[Review] Bouncy's Winter Solstice Ride & Maximum Overdrive 2 (Pico-8)
A pair of top-down treats.
After playing all of Twinbeard/Jim Stormdancer's other Pico-8 games, I thought to myself "Self, why not knock off the last two?" And so I did.
Bouncy's Winter Solstice Ride is another holiday-themed game made by Stormdancer as a "greeting card game". This one has you as a cute little rodent of some sort who finds herself bringing her community together by delivering presents to her animal friends and neighbours. She is able to do this because of her own gift, a fancy sled which has fun momentum mechanics and reacts with different surfaces in the snowy glade, especially the frozen-over lake. Navigation is a simple enough task but keeping control of your sled without bumping into every tree on the way is the real challenge. I played this one on my phone thanks to Pico-8's nice touchscreen implementation, although since this game requires holding buttons I encountered some interface issues as the browser kept annoyingly selecting parts of the page, but it didn't stop the game from utterly charming me.
Maximum Overdrive 2 was made for PiCoSteveMo (similarly to Look Who's The Shining 2 which I played recently), a Stephen King-themed Pico-8 game jam. Inspired by the only movie King directed, this has a near-future setting where autonomous vehicles have taken over the world. You play as a hapless human born into the labyrinthine wastes of a fully-mechanised Earth, scrounging for bananas which can uniquely disable the tyrannical automobiles.
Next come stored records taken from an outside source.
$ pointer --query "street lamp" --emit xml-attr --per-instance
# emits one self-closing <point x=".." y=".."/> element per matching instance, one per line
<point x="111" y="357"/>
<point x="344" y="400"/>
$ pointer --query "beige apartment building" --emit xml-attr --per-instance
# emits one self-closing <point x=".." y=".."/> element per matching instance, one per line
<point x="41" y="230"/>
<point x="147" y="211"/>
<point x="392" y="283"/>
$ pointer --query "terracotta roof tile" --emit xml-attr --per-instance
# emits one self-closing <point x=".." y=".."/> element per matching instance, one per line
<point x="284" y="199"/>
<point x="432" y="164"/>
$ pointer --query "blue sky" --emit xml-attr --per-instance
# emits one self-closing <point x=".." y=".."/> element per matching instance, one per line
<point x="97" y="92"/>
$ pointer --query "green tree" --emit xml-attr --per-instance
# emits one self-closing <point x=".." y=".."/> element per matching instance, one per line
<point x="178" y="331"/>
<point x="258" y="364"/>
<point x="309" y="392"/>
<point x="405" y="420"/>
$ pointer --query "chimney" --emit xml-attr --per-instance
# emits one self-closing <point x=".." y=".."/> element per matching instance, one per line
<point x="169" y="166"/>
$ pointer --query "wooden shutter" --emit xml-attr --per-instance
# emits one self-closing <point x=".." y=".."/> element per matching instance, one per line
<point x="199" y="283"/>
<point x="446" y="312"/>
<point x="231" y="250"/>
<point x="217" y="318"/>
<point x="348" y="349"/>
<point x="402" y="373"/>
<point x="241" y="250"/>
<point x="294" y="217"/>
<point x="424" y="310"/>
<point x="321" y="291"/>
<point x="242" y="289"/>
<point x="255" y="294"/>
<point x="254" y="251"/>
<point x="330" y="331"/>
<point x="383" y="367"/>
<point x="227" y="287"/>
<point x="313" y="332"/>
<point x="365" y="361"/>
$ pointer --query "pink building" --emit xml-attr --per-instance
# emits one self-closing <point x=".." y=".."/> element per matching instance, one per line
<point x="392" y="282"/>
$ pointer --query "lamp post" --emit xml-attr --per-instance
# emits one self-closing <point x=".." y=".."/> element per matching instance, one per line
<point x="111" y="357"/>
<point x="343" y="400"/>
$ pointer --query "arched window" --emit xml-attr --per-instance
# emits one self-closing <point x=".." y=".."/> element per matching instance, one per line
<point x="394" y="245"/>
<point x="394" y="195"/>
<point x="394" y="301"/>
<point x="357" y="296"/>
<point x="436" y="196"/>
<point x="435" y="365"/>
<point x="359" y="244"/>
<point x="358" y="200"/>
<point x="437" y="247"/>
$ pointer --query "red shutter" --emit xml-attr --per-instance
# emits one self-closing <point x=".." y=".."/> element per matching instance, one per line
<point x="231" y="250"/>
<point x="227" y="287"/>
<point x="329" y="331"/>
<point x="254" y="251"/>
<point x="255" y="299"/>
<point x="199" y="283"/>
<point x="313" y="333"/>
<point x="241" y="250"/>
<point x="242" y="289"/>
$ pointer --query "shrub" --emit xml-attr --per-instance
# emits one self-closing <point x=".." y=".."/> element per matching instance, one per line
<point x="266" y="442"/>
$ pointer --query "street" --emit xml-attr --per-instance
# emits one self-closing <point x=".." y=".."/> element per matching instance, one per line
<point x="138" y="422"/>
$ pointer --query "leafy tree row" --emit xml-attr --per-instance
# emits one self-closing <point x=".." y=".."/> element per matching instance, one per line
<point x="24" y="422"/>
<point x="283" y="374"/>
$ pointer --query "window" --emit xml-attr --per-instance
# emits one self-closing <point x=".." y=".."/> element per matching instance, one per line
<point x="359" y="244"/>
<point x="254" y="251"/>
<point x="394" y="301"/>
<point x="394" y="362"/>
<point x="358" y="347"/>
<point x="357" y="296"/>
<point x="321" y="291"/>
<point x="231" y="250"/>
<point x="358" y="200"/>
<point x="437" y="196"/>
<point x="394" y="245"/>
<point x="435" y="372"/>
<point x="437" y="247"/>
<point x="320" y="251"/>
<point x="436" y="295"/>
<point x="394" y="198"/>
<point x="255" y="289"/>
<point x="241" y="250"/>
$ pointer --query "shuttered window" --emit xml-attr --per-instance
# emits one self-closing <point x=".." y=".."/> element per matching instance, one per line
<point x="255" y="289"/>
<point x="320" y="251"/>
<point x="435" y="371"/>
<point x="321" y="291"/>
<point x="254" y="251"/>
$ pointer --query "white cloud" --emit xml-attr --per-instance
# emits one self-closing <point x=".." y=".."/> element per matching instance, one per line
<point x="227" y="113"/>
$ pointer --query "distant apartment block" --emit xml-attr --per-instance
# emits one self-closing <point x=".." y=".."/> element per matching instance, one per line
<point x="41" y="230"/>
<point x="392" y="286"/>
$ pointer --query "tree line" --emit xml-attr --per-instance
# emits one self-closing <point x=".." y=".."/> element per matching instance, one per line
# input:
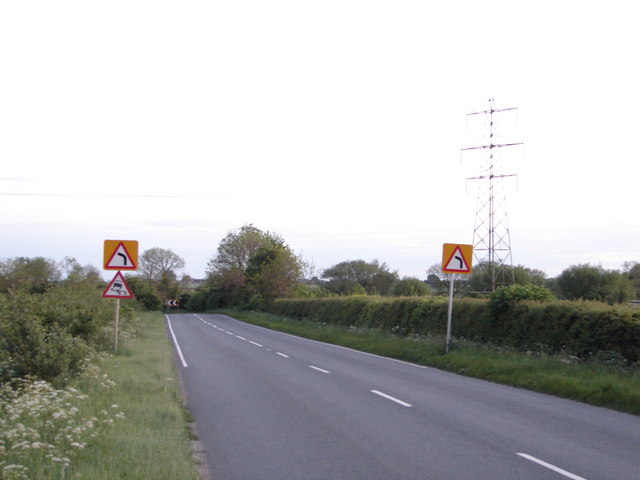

It plays out as a roguelike in the truest sense, a top-down maze where your enemies can only take a turn stepping across the grid when you do, and where your runs through the game are totally separate. Bananas are at once your weapon, your restorative, and your final score when your run comes to a sticky end. You also have witch's hats to block pursuing cars, roombas, lawnmowers, etc. in the narrow corridors, and a key fob which can reveal their locations through walls. The robotic menaces have vision cones, but even with their predictable paths you can quickly blunder out of stealth mode and into running-for-your-life mode.
For a seemingly simple game keeping on top of these mechanics is tricky, and the number of enemy vehicles quickly ramps up as you progress through floors. Different floors have their own properties in fun ways: lawn floors are swarming with lawnmowers in wide open space, while road floors are a tight maze of narrow streets. For a game jam project this is impressive and has a lot of ideas packed in, maybe too many! Despite setting the pace yourself the game always has a frantic feel which works well. Once again nice one Jim and I hope to see more Pico-8 experiments in the future!